Полная версия
Виноватых бьют
«Не здоров», – подытожил и всё-таки зашёл внутрь.
Иваныч закрыл оружейку.
– Я тут это, – оправдывался Гоша, – пострелял немного.
Безо всяких там, как будто в порядке, Иваныч кивнул.
Нормально будет, хули нам.
Остановился у КАЗа – камеры административно задержанных.
Есть. Так точно. Никак нет.
Присмотрелся, убедился – да.
– Привет, начальник, – просипел Глазик и шмыгнул.
– Чего тут?
– Да чего, блин. Мусора загребли. То есть… замели меня, в общем.
Маленький, недобитый, щекастый.
– Ну, так вот получилось. Шёл себе шёл, никого не трогал. Ну, выпивши. Что ж теперь, нельзя? Я свободный гражданин. Что хочу, то и делаю.
– Мать в курсе? – спросил Жарков, не понимая, зачем спрашивает.
– А что мать? Я говорю, свободный. Большой, взрослый и независимый. Хочу – туда пойду, хочу – обратно. Хочу – вообще останусь тут, и буду.
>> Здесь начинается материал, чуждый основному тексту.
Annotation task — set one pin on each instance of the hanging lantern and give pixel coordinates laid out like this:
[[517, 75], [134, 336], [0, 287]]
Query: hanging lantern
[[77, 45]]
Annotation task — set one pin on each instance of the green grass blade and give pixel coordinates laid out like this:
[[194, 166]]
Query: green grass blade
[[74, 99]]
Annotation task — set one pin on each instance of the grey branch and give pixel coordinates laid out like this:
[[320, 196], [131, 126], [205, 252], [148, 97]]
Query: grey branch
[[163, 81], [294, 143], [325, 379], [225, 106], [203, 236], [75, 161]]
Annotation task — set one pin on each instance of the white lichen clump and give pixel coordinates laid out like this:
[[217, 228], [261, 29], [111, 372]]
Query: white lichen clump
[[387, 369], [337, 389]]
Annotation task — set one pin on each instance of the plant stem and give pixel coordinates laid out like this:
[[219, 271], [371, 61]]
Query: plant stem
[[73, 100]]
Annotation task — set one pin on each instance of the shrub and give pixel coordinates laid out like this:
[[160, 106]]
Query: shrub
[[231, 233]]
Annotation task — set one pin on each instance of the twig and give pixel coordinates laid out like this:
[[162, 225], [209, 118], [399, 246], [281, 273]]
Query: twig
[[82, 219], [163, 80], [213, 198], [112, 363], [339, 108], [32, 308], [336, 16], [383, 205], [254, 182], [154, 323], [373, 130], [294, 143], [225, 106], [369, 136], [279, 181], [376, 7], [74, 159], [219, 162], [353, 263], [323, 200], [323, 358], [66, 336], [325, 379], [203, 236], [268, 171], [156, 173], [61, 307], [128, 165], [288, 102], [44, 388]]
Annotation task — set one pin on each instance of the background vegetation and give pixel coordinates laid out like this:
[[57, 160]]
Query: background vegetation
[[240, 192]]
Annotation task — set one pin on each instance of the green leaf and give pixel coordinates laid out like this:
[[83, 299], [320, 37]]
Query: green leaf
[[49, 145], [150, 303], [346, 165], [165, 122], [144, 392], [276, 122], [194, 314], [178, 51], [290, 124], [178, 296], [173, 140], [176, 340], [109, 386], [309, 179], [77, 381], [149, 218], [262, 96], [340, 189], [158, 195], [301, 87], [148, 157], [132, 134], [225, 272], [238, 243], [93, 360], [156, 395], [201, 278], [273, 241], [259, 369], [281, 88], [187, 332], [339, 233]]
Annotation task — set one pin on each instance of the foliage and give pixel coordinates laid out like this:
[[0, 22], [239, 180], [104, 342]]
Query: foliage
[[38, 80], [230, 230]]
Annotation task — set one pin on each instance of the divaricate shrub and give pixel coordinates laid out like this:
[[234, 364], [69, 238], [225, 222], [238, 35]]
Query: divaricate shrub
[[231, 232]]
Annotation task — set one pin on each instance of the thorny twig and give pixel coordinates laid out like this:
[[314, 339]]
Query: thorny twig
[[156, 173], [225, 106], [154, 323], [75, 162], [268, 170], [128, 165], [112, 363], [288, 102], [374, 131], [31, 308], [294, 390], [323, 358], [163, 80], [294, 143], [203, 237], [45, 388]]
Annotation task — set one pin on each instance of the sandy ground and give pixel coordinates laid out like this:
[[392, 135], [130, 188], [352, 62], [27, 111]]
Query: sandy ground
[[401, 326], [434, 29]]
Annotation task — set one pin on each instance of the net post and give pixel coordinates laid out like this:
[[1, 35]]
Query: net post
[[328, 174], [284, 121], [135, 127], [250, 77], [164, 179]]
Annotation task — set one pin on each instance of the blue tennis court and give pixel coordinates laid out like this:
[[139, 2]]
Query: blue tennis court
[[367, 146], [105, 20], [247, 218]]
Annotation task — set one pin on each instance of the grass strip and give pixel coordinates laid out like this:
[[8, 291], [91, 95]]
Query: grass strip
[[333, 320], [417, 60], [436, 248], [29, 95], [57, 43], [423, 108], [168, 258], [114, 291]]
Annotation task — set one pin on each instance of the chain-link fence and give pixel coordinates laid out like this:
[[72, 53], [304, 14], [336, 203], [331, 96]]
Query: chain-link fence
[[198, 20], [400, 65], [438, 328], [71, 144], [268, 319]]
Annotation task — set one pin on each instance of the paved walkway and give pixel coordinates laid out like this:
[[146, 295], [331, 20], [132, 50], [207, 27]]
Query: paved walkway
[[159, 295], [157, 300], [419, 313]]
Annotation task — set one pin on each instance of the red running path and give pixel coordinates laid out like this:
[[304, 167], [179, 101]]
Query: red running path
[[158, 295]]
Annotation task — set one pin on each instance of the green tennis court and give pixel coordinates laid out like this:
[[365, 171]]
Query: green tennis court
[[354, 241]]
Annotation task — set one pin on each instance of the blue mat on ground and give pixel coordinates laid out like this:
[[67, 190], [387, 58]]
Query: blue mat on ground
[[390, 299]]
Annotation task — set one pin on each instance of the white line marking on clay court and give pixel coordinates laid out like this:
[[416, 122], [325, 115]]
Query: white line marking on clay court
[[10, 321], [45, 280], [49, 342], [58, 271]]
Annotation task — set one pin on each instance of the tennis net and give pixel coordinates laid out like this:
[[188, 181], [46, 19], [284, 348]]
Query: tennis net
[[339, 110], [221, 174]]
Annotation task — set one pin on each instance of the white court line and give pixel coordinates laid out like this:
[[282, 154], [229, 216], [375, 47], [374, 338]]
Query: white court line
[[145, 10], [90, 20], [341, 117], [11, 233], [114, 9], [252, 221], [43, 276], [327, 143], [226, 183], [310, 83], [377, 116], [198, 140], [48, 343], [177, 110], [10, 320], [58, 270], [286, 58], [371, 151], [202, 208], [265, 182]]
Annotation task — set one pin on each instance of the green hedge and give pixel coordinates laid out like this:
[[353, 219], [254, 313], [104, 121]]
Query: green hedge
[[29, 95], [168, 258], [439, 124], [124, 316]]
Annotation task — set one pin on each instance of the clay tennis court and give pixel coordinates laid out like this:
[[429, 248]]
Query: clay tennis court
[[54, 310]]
Несло свистящим запахом чужой пропитой жизни.
– А ты это, начальник, ты меня можешь выпустить? Выпусти, а? Если не в падлу. Я нормально буду. Ты же знаешь. Я вообще нормальный.
Жарков не сомневался, кто нормальный, а кто нет. Остановил проходящего постового.
– Как тебя там… Подойди.
– Да, товарищ майор, – вытянулся по стойке смирно.
– Ты скажи. Кто-нибудь сидит в камере?
Сержант уставился на Глазика, тот на сержанта.
– Ну ты, начальник, даёшь, – хохотал бедолага, – ты чего городишь?
– Сидит, спрашиваю? – повысил голос.
– Сидит, – подтвердил постовой, – задержали за распитие.
– Фамилия?
– Младший сержант Зазуля!
– Фамилия?! – рявкнул Жарков, и сержант, осознав и попросив разрешения, помчался за журналом доставленных.
– Вот те раз, начальник. Ты чего ли думаешь, я тут отсутствую? Ой, – запел несчастный, – всё, заработался.
Изгалялся как мог.
– Я говорю – свободный и довольный, хочу тут, хочу не тут. Хочу летаю, хочу ныряю. Два браслета, три кастета. Ни привета, ни ствола.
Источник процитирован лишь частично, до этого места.